BERLINER MORGENPOST: Die richtige Entscheidung – Leitartikel von Christine Richter

Das war knapp: Zwar stimmten Hunderttausende
Berliner für den Volksentscheid zur künftigen Energiepolitik in
Berlin, aber das Quorum wurde um rund 22.000 Stimmen knapp verfehlt.
Damit ist der Volksentscheid gescheitert, die Ziele der Initiative
Energietisch müssen also nicht vom Abgeordnetenhaus umgesetzt werden.
Das ist gut für Berlin.

Denn die Risiken waren immens. Die Initiative forderte die
Gründung eines Stadtwerks, das auch mit Strom handeln sollte. Sie
verlangten außerdem, dass das Land Berlin wieder das Stromnetz
betreiben soll. Und sie versprachen indirekt, dass der Strom billiger
und grüner wird. Wie das alles finanziert werden sollte, erfuhr man
nicht – weder vor der Abstimmung noch am Sonntag. Bis zu zwei
Milliarden Euro, so schätzten seriöse Experten, hätte das Land Berlin
investieren müssen, wenn der Volksentscheid erfolgreich gewesen wäre.
Geld, das Berlin nicht hat beziehungsweise nur über neue Schulden
hätte aufbringen können.

Auch wenn die Enttäuschung bei denjenigen, die sich für eine
Rekommunalisierung des Stromnetzes und die Gründung des Stadtwerks
einsetzten, jetzt groß ist – sie sollten sich anschauen, was der
Senat und das Abgeordnetenhaus zur künftigen Energiepolitik schon
beschlossen haben. So soll ein Ökostadtwerk gegründet werden – das
sich auf erneuerbare Energien konzentriert und nicht mit Strom
handelt. Außerdem ist die Konzession für das Stromnetz ausgeschrieben
worden – um den Betrieb bewirbt sich neben dem derzeitigen privaten
Betreiber Vattenfall auch die landeseigene „Berlin Energie“.

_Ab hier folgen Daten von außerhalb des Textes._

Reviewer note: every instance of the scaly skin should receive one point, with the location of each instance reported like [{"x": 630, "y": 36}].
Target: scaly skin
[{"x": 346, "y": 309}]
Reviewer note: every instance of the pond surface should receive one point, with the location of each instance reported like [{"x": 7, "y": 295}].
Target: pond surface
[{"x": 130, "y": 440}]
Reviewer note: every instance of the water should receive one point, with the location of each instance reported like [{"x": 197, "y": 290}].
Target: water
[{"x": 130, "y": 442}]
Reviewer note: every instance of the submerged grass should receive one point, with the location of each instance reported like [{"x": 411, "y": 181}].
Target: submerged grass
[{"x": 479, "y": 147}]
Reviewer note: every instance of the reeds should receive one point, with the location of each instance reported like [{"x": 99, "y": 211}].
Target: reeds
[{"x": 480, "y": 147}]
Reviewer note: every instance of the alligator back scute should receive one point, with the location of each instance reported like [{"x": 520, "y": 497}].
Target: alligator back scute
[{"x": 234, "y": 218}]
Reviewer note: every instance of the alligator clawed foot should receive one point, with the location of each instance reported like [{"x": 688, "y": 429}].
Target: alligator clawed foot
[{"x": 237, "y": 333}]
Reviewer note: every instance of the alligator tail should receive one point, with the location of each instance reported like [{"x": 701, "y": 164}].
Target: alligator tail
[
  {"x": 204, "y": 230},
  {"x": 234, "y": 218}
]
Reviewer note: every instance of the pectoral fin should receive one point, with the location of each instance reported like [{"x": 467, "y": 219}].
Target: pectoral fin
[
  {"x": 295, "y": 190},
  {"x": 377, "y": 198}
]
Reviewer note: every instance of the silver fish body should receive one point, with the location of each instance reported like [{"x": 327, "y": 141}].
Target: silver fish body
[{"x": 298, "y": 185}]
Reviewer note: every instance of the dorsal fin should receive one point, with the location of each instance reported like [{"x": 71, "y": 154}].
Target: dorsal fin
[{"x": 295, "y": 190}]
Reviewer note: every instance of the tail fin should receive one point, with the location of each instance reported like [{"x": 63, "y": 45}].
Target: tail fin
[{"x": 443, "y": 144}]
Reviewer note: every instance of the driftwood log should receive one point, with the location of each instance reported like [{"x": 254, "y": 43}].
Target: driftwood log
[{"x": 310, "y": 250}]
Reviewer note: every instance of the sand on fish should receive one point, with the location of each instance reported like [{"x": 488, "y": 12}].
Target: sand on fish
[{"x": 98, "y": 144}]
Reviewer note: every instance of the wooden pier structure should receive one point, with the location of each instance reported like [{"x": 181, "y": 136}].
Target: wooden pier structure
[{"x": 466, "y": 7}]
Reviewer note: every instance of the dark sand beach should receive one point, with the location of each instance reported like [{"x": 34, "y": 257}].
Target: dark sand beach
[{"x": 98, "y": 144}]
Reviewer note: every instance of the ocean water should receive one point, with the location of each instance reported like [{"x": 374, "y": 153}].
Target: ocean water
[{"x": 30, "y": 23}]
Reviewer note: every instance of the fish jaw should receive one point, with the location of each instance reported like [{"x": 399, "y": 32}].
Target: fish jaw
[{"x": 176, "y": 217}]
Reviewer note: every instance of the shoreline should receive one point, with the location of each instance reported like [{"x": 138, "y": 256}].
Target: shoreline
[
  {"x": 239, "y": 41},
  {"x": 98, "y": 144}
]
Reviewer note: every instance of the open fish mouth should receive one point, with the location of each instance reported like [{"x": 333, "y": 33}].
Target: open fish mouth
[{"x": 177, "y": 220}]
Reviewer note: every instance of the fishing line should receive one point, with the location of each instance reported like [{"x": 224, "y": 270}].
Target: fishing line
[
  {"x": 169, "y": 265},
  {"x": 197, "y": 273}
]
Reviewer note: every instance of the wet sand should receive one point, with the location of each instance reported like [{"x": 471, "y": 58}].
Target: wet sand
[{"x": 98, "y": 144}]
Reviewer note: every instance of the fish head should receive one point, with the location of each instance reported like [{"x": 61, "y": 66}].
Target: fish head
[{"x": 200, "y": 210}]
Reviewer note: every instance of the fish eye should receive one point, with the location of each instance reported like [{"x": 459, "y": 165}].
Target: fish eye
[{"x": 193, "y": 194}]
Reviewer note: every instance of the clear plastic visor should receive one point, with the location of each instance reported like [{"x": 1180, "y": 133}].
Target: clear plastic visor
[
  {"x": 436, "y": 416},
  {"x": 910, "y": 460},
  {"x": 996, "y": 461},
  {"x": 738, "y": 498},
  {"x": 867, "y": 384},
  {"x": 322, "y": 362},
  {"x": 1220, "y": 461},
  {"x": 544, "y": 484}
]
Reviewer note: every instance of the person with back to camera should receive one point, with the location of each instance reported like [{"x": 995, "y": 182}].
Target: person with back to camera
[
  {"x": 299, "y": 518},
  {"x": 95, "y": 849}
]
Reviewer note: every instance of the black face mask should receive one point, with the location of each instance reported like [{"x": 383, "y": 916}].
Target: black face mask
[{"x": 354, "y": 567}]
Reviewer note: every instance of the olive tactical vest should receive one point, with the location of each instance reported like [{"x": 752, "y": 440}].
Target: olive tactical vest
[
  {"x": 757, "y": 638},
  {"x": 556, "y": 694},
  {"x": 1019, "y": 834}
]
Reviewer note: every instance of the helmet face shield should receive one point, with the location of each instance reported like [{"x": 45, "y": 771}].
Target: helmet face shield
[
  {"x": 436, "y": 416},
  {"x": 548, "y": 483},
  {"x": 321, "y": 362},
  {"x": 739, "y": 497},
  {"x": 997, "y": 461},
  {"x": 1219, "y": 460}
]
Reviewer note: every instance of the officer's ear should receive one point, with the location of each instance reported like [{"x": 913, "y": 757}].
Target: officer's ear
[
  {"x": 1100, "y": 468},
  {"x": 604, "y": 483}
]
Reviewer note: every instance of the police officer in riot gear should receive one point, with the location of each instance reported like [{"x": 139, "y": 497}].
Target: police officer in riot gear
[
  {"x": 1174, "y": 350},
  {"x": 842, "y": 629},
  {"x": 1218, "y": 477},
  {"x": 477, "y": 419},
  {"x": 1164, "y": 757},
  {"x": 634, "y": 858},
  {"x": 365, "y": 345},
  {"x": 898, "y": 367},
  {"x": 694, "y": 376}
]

Wenn sie gut ist, gelingt es ihr vielleicht alleine oder mit einem
Partner das Stromnetz zu übernehmen. Andernfalls ist das Stromnetz
bei einem Unternehmen, das sein Handwerk versteht, besser aufgehoben.
Denn auch das gehört zur Wahrheit dazu: Selbst wenn der
Volksentscheid erfolgreich gewesen wäre, hätte der Senat die
Konzession nicht einfach an ein landeseigenes Unternehmen geben
dürfen. Es gilt in Deutschland das Wettbewerbsrecht. Und das sieht
eine diskriminierungsfreie Vergabe vor – an den besten Anbieter.

Ein Ergebnis zeigt der Volksentscheid aber auch: Den Menschen in
Berlin, sicherlich auch in Deutschland insgesamt, ist das Thema
Energie wichtig, immer wichtiger geworden. Das muss die Politik ernst
nehmen – unabhängig von jedem Volksentscheid.